Vitamin D maintains calcium and phosphorous homeostasis and promotes bone mineralization; however, its nonskeletal functions are increasingly being recognized. Recent evidence supports a role for vitamin D in reproductive potential, but few studies have investigated the potential effects of vitamin D on reproductive hormone biosynthesis and ovarian reserve.Objective:
The aim of this study was to determine the relationships between the serum level of vitamin D, reproductive hormone levels, and ovarian reserve in healthy nonobese women.Design:
This was a cross-sectional study.Setting:
The study was performed at the Fertility Center at CHA Medical Center.Participants:
Seventy-three healthy women volunteers participated in this study.

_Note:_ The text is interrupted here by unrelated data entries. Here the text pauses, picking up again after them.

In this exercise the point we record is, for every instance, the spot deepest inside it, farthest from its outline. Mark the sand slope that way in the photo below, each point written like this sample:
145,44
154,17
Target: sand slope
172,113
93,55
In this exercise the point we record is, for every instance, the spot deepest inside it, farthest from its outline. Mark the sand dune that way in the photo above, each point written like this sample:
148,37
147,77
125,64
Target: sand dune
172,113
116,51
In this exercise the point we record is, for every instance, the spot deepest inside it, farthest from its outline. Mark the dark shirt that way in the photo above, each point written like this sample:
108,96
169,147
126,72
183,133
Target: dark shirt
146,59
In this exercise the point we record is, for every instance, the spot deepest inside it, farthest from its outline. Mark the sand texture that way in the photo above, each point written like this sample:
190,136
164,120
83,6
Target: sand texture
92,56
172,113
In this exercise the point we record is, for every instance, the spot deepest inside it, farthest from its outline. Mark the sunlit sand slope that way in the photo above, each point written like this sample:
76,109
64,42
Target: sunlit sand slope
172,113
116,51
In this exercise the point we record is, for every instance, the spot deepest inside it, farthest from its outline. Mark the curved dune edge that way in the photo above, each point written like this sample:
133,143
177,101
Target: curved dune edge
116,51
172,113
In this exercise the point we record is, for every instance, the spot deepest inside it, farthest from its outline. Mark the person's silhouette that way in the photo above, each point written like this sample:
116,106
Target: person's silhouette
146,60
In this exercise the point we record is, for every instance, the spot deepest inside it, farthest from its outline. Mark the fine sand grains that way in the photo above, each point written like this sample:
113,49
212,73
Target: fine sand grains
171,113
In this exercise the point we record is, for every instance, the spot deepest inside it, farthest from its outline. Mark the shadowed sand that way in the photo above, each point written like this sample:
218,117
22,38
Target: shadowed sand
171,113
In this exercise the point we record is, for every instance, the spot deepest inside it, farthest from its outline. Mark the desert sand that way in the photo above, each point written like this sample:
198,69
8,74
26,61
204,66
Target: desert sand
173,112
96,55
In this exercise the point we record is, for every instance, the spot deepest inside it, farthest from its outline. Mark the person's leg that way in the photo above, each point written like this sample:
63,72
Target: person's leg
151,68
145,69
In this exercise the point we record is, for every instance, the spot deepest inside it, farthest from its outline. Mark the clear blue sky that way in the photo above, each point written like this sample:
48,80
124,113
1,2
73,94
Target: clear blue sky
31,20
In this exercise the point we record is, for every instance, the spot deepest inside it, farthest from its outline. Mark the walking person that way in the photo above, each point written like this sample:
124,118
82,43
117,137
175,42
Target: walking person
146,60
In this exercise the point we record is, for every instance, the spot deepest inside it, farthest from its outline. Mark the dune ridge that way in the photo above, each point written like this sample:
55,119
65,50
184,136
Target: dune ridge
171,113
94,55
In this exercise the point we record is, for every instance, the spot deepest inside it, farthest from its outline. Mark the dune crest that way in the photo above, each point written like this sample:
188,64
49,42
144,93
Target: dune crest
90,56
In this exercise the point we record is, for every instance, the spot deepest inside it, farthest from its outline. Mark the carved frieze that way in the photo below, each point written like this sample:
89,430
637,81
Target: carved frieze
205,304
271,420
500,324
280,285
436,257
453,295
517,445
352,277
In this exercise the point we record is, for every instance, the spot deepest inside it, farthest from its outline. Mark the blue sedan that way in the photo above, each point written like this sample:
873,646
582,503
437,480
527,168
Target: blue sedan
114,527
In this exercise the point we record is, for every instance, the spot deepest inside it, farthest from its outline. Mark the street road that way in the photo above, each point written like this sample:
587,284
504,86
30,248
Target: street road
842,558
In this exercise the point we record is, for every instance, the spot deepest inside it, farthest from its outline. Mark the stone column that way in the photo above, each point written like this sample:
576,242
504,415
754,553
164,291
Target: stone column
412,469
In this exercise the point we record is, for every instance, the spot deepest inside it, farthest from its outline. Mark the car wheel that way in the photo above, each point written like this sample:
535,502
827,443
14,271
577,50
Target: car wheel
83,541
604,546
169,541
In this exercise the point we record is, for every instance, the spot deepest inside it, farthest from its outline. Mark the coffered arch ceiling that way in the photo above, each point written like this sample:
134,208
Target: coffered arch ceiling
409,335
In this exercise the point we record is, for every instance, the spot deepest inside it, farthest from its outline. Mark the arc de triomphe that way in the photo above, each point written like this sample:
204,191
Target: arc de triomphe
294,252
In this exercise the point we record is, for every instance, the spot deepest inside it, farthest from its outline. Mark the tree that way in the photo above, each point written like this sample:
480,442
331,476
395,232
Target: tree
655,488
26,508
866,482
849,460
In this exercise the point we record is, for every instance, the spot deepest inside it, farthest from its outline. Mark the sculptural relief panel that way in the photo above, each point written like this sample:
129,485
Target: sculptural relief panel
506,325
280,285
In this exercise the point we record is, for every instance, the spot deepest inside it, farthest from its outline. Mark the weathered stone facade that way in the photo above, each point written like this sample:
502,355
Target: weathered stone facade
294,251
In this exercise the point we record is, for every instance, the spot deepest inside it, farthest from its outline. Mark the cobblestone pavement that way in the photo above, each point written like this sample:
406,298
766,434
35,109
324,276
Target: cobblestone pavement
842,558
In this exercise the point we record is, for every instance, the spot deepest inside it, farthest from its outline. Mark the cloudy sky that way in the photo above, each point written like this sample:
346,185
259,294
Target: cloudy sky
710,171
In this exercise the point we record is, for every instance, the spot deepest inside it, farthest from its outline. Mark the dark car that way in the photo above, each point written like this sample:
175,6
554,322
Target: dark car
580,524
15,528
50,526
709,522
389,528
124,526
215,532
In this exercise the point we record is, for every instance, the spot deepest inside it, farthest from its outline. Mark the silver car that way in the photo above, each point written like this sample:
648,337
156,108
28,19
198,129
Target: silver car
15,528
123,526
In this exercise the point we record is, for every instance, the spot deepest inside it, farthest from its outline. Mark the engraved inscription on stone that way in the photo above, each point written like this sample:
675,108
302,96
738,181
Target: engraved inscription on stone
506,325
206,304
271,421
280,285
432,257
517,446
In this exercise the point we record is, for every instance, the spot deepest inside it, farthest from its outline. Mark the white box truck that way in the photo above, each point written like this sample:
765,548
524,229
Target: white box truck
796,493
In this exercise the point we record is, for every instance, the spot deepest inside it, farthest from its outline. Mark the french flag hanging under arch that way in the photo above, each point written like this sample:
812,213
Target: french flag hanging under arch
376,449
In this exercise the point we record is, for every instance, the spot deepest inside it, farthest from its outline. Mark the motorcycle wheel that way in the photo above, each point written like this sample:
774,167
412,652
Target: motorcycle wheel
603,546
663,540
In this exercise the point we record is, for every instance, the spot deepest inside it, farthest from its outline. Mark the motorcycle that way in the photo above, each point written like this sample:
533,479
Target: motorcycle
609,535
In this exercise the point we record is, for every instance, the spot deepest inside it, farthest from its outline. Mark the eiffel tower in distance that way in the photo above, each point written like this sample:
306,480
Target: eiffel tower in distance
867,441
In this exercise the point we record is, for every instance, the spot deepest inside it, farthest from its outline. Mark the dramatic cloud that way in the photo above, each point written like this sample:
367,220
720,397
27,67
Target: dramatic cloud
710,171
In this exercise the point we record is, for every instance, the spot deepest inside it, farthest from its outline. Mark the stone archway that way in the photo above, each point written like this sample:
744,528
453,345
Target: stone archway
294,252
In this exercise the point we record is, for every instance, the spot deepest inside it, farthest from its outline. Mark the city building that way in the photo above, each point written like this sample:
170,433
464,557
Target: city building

The participants were nonobese parous women with regular menstrual cycles and no history of infertility.Main Outcome Measures:
We determined serum levels of vitamin D, steroid hormones, SHBG, ovarian reserve markers, homeostatic model assessment of insulin resistance index, and lipid profiles.Results:
In linear regression analysis adjusting for age, body mass index, homeostatic model assessment of insulin resistance, and lipid profile, serum vitamin D level positively correlated with total T (P < .001) and free androgen index (P < .001) but did not correlate with dehydroepiandrosterone sulfate or other steroid hormones. The spline regression-suggested relationship between 25-hydroxyvitamin D and total T was most pronounced at a 25-hydroxyvitamin D concentration greater than 13 ng/mL (β-coefficient 2.374, 95% confidence interval 1.435–3.313). The serum vitamin D level was not associated with the levels of ovarian reserve markers.Conclusion:
Our study revealed a positive correlation between serum vitamin D level and T level in healthy nonobese women, suggesting that vitamin D may increase fertility through the modulation of androgen activity. The possible causality of the relationship between vitamin D and T deserves further investigation.